Он с животным стоном, двигая кадыком, приложился к горлышку, поперхнулся, закашлялся, и в бесцветном голосе его послышалась злоба.

– А как убили генерала-то с Изольдой Павловной, Митька за отца своего взялся. Ты, говорит, папаша, скрытая контра и получи за это пролетарскую кару, полторы тыщи шомполов. И своего родителя кровного насмерть запорол. До самого хребта просекли.

Филимон умолк, снова отхлебнул самогона. Глаза его осоловели, нижняя губа безвольно отвисла, по подбородку потянулись слюни.

– Погоди, погоди, не спи. – Паршин нагнулся и нетерпеливо тронул его за плечо: – Дальше-то что?

Он слушал старика внимательно, время от времени по его лицу пробегала судорога.

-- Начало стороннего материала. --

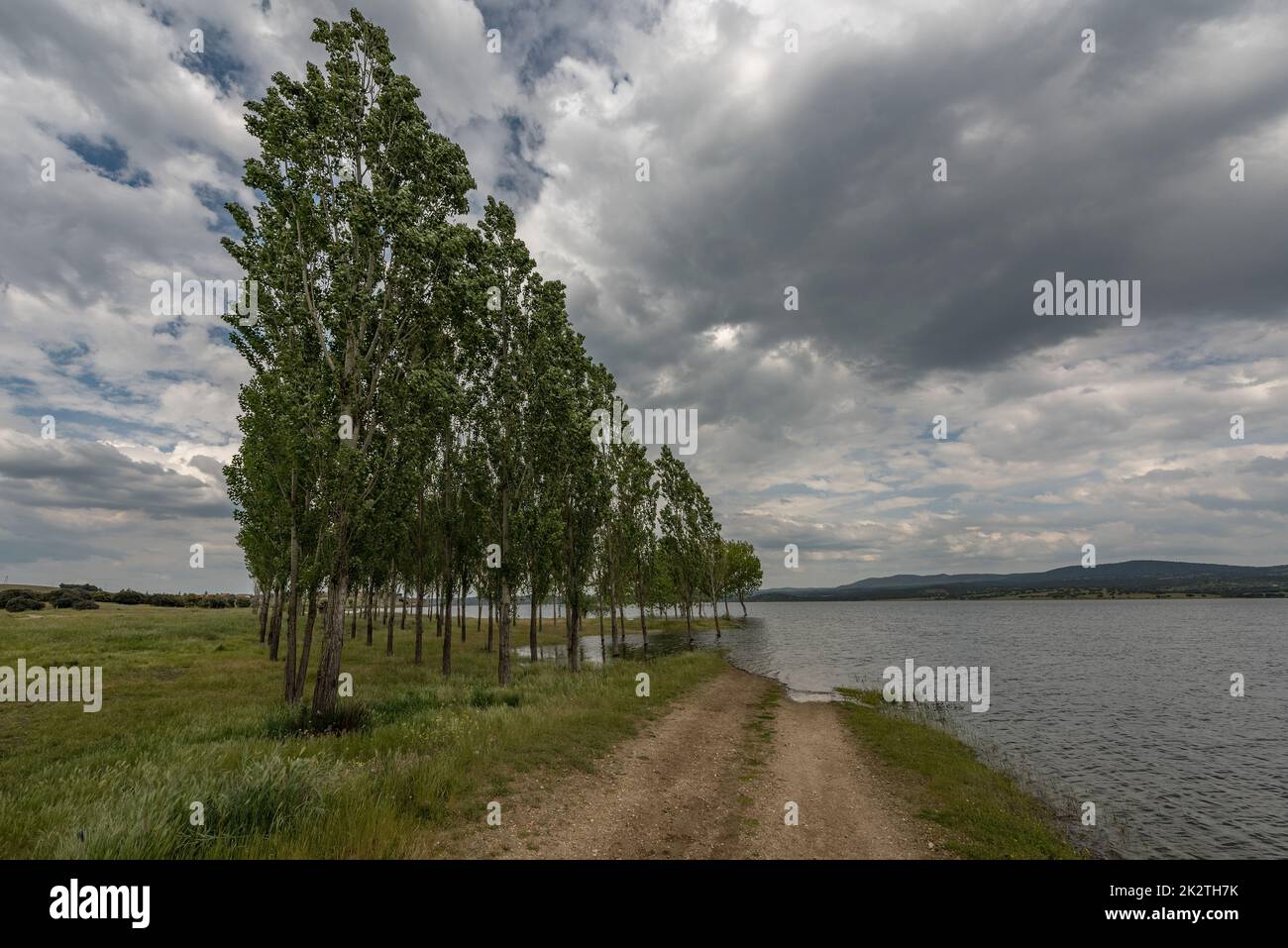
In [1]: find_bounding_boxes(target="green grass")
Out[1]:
[838,687,1083,859]
[0,604,725,858]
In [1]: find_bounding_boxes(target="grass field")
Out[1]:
[838,687,1085,859]
[0,604,725,858]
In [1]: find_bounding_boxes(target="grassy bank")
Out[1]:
[0,605,724,858]
[838,687,1082,859]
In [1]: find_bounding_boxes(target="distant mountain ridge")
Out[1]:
[748,559,1288,601]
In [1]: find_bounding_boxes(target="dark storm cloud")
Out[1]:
[551,1,1288,393]
[0,435,232,519]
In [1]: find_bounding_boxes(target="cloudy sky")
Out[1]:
[0,0,1288,591]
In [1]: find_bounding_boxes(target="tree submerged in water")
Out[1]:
[224,10,757,715]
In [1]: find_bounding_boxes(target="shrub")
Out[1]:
[268,700,373,738]
[4,596,46,612]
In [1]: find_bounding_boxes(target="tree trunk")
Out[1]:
[259,587,271,645]
[635,575,648,656]
[313,525,349,715]
[268,586,286,662]
[443,539,452,678]
[486,583,493,655]
[528,593,541,661]
[599,597,625,658]
[496,487,510,687]
[456,574,471,643]
[368,580,376,645]
[290,588,316,704]
[282,491,300,703]
[564,593,581,671]
[385,561,398,656]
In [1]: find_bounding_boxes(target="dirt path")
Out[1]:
[471,669,935,859]
[746,696,935,859]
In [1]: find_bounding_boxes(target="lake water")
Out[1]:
[530,599,1288,858]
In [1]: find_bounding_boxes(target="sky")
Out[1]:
[0,0,1288,591]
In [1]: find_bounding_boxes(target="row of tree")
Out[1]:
[224,10,760,713]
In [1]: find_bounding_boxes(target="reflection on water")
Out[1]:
[514,632,696,665]
[522,599,1288,858]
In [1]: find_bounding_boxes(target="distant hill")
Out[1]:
[748,559,1288,601]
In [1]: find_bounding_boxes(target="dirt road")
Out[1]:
[471,669,937,859]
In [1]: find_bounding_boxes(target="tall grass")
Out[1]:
[0,605,724,859]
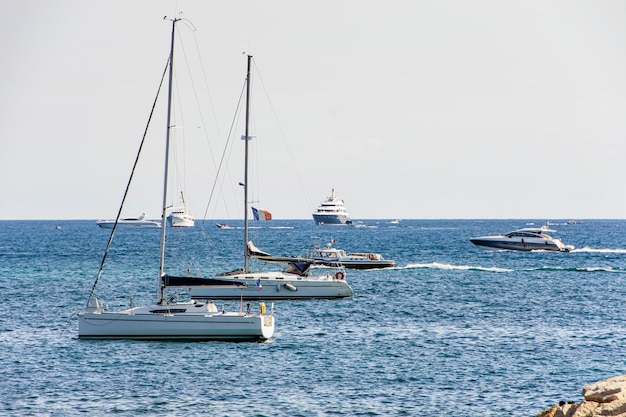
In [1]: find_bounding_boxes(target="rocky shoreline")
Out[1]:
[537,375,626,417]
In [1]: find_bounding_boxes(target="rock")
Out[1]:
[537,375,626,417]
[583,375,626,403]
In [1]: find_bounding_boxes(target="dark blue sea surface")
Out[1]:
[0,220,626,417]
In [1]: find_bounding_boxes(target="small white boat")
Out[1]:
[313,188,352,225]
[171,56,352,300]
[470,226,574,252]
[167,207,195,227]
[96,213,161,229]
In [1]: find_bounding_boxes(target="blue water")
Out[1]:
[0,220,626,416]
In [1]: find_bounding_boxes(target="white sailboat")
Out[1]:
[78,18,274,341]
[165,55,352,300]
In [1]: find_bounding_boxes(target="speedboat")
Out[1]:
[311,242,396,269]
[313,188,352,225]
[470,226,574,252]
[167,207,195,227]
[96,213,161,229]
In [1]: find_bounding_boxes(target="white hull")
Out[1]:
[167,212,196,227]
[96,220,161,229]
[78,303,274,341]
[174,272,352,301]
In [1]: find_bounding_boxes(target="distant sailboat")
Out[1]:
[78,19,274,341]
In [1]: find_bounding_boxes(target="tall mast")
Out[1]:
[157,18,180,304]
[243,55,252,273]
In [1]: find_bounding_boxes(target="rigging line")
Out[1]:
[254,60,314,211]
[204,76,247,223]
[87,58,170,307]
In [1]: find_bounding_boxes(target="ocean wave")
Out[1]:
[405,262,513,272]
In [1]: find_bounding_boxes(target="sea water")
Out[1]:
[0,220,626,416]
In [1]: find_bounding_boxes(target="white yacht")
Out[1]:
[96,213,161,229]
[470,226,574,252]
[313,188,352,225]
[78,18,274,341]
[164,56,352,301]
[167,207,195,227]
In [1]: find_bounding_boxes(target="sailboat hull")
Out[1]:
[78,306,274,342]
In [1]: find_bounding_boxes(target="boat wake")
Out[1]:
[394,262,626,274]
[404,262,513,272]
[523,266,626,274]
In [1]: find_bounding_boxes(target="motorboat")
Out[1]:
[78,18,274,341]
[96,213,161,229]
[311,240,396,269]
[167,207,195,227]
[165,55,352,301]
[248,242,395,269]
[313,188,352,225]
[469,226,574,252]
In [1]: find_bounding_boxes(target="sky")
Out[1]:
[0,0,626,220]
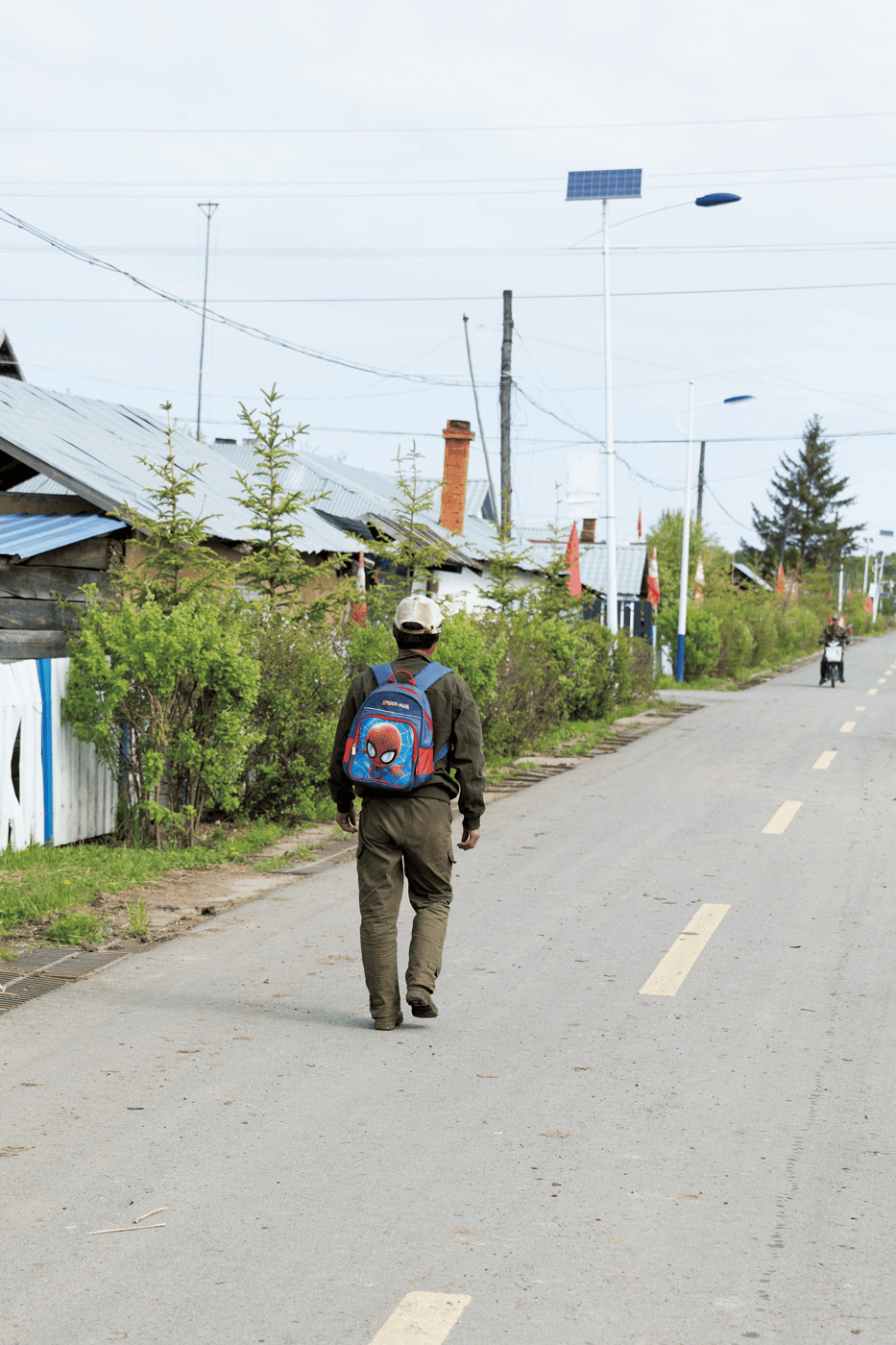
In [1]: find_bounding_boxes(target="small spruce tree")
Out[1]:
[739,416,865,577]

– А что дальше, господин хороший? – Дернув кудлатой головой, Филимон разлепил веки и мутно посмотрел Паршину в лицо. – Дальше нет ничего, темень одна. Как настала ночь, я Всеволода Назаровича с барыней схоронил, у беседки, и кота, прости Господи, им в могилу положил, уж больно генерал его любил. А на другой день Митька прознал об этом и ну со своими крушить мне ребра, зубы все выбили, спину изломали. Теперь и жизнь-то в тягость, под себя хожу. Спасибо еще, кучер Мирон сюда привез, на кормление, побираться. А Митька, сука, нынче в уполномоченных ходит, в генеральском доме ячейку устроили, каждый вечер пьют-гуляют, с бабами. Тех еще шалав набрали, слободских, таскаются с ними по усадьбам, добро телегами вывозят. Говорят, коммуния.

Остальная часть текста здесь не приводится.